CURE PHARMACEUTICAL HOLDING CORP.
NOTES TO CONDENSED CONSOLIDATED FINANCIAL STATEMENTS
JUNE 30, 2017
(UNAUDITED)
Use of Estimates
The preparation of financial statements in conformity with GAAP requires management to make estimates and assumptions that affect the reported amounts of assets and liabilities and disclosure of contingent assets and liabilities at the date of the financial statements. These estimates and assumptions also affect the reported amounts of revenues, costs and expenses during the reporting period. Management evaluates these estimates and assumptions on a regular basis. Actual results could differ from those estimates.
Cash and Cash Equivalents
The Company considers all cash on hand and in banks, including accounts in book overdraft positions, certificates of deposit and other highly-liquid investments with maturities of three months or less, when purchased, to be cash and cash equivalents. As of June 30, 2017 and December 31, 2016, the Company had no cash equivalents. At June 30, 2017 and December 31, 2016, the Company maintains its cash and cash equivalents in banks insured by the Federal Deposit Insurance Corporation (“FDIC”) in accounts that at times may be in excess of the federally insured limit of $250,000 per bank. The Company minimizes this risk by placing its cash deposits with major financial institutions.
Investment in Associates
An associate is an entity over which the Company has significant influence through a joint venture. Significant influence is the power to participate in the financial and operating policy decisions of the investee but not control or joint control over those policies.

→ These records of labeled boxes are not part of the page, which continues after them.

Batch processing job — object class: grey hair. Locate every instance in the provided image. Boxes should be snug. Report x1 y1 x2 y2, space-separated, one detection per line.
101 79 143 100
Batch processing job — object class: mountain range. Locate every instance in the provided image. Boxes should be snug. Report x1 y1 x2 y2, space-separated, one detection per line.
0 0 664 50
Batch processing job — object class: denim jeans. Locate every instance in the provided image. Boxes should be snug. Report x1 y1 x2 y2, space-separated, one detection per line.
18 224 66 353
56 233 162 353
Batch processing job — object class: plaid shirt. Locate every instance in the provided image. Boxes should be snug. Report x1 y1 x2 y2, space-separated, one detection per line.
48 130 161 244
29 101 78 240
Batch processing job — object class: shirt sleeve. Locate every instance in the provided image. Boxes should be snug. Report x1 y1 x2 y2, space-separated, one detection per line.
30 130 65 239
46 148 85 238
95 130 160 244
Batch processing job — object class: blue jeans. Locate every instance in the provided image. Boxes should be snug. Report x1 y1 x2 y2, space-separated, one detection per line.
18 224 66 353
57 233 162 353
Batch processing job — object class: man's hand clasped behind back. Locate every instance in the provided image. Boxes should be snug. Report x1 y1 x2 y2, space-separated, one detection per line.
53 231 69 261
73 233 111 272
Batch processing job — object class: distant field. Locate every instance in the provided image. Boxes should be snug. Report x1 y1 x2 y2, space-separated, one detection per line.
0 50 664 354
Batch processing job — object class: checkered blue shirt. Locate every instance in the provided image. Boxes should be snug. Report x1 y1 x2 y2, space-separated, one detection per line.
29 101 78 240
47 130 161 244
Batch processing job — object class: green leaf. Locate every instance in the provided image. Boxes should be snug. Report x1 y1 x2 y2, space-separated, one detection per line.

The results of assets and liabilities of associates are incorporated in the condensed consolidated financial statements using the equity method of accounting. Under the equity method, investments in associates are carried in the consolidated balance sheet at cost as adjusted for post-acquisition changes in the Company’s share of the net assets of the associate, less any impairment in the value of the investment. Losses of an associate in excess of the Company’s interest in that associate are not recognized. Additional losses are provided for, and a liability is recognized, only to the extent that the Company has incurred legal or constructive obligations or made payments on behalf of the associate.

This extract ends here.